Maybe love is learning to say no,
not out of fear, but because you know
that to build again means letting go
of every brick that told you no.
Every blueprint scribbled in the smoke,
every false god you once invoked.
God is love—
but Love knows when to say: not this time.
God is grace—
but grace ain’t free if you stay blind.
And that’s the truth—
freedom’s expensive.
And it charges interest
on every fence you sit on,
every truth you try to bend,
every prayer that ends with “but—” instead of “amen.”
And still—
I rise from the wreck with ash on my skin,
a house half-built, but I’m stepping in.
No more waiting for the wind to shift.
I am the storm.
I am the gift.
The Wreck pt. 3: The Rebuild
I wake in a house I built from ache—
walls patched with prayers I never meant to say.
Floors still creak with every past mistake,
but I walk them barefoot anyway.
I still smell the smoke some mornings.
Grief seeps through the vents.
But now, I light candles where fire once burned
and call it incense.
This house ain’t perfect—
some bricks don’t sit right.
Some rooms feel colder than they should at night.
But it’s mine.
And I stay,
even when leaving would feel easier than choosing to pray.
God lingers in the back of my mind—
not loud, not stern—just steady, kind.
Sometimes I ignore Him, take my detours still,
but the guilt don’t taste like it used to—it tastes like will.
Like a knowing
that I’m choosing wrong.
But I also know the way back home.
And that’s the shift—
I fall, but now I rise
quicker,
cleaner,
less surprised.
The wreck don’t haunt me like it did before.
I leave the door open, but I don’t sleep on the floor.
I love again, not like war—but like wind:
soft hands, clean hearts, no need to win.
I still get tempted by the fire,
still drawn to chaos dressed as desire.
But I’ve learned:
just because it flickers doesn’t mean it’s light.
Just because it fills you doesn’t mean it’s right.
And still, I try—
still trip over old wires in a brand-new room.

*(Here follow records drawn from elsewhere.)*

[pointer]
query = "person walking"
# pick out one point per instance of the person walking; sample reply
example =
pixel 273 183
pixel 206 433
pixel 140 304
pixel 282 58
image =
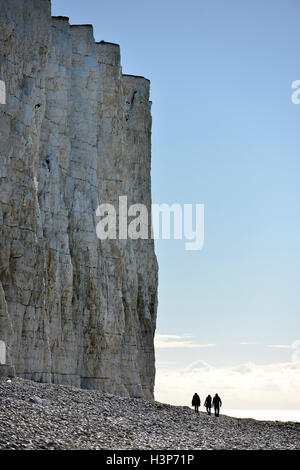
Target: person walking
pixel 196 402
pixel 217 403
pixel 207 404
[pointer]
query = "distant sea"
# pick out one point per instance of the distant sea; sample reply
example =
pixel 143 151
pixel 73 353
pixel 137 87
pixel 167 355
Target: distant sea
pixel 265 415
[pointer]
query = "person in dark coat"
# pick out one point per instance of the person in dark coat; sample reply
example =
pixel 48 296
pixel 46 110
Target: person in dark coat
pixel 196 402
pixel 207 404
pixel 217 403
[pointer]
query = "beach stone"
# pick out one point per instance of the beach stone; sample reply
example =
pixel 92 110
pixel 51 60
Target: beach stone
pixel 74 133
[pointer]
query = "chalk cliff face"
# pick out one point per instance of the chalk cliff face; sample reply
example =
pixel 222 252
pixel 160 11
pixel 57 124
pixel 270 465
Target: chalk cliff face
pixel 74 133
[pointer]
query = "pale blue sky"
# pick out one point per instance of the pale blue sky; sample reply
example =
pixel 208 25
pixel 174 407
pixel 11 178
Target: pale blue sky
pixel 225 134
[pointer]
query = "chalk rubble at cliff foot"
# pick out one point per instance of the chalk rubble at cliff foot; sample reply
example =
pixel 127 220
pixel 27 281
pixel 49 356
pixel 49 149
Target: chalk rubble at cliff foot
pixel 74 133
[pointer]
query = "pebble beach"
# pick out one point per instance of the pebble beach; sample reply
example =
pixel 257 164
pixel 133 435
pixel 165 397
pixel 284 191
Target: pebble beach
pixel 37 416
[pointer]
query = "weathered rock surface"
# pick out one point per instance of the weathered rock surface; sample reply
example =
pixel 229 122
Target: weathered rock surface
pixel 49 416
pixel 74 133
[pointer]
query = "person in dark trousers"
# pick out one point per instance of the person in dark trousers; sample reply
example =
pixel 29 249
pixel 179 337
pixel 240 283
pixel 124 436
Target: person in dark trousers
pixel 196 402
pixel 217 403
pixel 207 404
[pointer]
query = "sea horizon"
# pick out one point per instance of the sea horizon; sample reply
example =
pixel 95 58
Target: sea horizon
pixel 264 415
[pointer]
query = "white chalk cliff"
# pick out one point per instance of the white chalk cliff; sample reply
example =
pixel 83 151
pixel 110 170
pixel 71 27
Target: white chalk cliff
pixel 74 133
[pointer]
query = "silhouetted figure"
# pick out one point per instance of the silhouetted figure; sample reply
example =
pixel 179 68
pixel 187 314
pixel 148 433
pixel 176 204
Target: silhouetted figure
pixel 196 402
pixel 207 404
pixel 217 403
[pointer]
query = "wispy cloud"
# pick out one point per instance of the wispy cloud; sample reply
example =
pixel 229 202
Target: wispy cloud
pixel 175 341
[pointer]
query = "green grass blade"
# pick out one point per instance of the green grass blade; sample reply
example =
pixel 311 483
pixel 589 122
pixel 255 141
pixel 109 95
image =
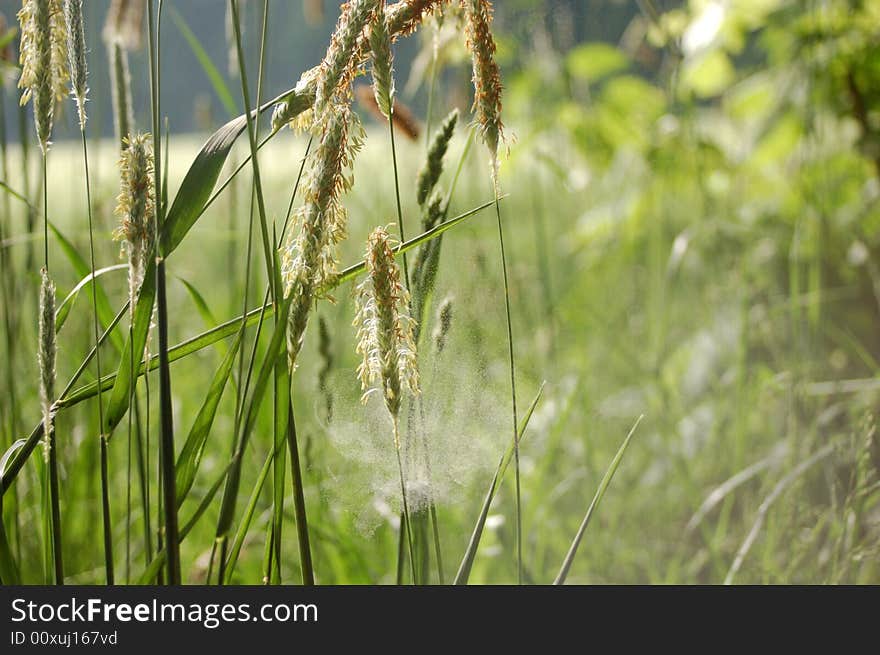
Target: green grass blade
pixel 155 567
pixel 211 72
pixel 66 305
pixel 600 493
pixel 84 270
pixel 467 562
pixel 191 454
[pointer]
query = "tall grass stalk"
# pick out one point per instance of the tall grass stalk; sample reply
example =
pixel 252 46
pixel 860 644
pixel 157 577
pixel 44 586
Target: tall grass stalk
pixel 166 418
pixel 76 50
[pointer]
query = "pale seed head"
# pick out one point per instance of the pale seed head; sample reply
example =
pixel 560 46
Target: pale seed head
pixel 46 355
pixel 134 208
pixel 385 330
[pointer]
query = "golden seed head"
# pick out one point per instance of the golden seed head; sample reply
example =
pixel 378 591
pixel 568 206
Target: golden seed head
pixel 385 330
pixel 46 355
pixel 309 258
pixel 134 208
pixel 125 23
pixel 486 76
pixel 382 61
pixel 43 58
pixel 76 52
pixel 341 62
pixel 444 323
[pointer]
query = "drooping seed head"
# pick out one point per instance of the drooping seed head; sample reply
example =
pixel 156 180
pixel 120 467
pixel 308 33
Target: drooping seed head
pixel 120 78
pixel 403 119
pixel 433 168
pixel 309 258
pixel 76 52
pixel 341 61
pixel 382 61
pixel 385 330
pixel 46 355
pixel 486 76
pixel 134 208
pixel 43 59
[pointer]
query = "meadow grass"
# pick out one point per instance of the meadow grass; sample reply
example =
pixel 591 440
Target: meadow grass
pixel 726 479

I don’t need the pain to prove I’m deep.
Don’t need to bleed just to feel seen.
Now I write for the healing,
not the hurting.
For the living,
not the mourning.
I rebuild myself daily—
brick by breath,
truth by truth,
step by step.
This is how I rebuild.
It’s not clean.
It’s not easy.
But it’s real.
The wreck taught me how to break.
This house teaches me how to feel.
And maybe that’s all growth is—
leaving
when staying would be easier.
Praying
even when no answer comes clearer.
This is what healing looks like on the third try:
less fire, more sky.
Less drowning, more breath.
Less fear of the end—
more life after death.
The Wreck pt. 4: The Conclusion
My wreck—
and you caused the damage.
I was at a disadvantage.
I sat with hurt.
You put me through hell.
More life after death.
My last love and my last breath.
It took a lot of patience
and a lot of strength
to stand in the ruins
and not regret the length.
The ocean still speaks,
but it’s quieter now.
I watch from windows.
I survived, somehow.
The same waves that once dragged me deep
now sing me to sleep—
no panic, no gasp,
just peace I can keep.
I still wear my heart on my sleeve, unzipped,
but now it’s sewn, not split.
And the wreck?
It still lives in the back of my mind—
but not on the other side of the bed this time.
I’m not who I was
when the fire first came.
I rise without rage.
I heal without shame.
My wreck—
I’d be stupid to indulge again.
But when you appear in different font,
I’ll be ready.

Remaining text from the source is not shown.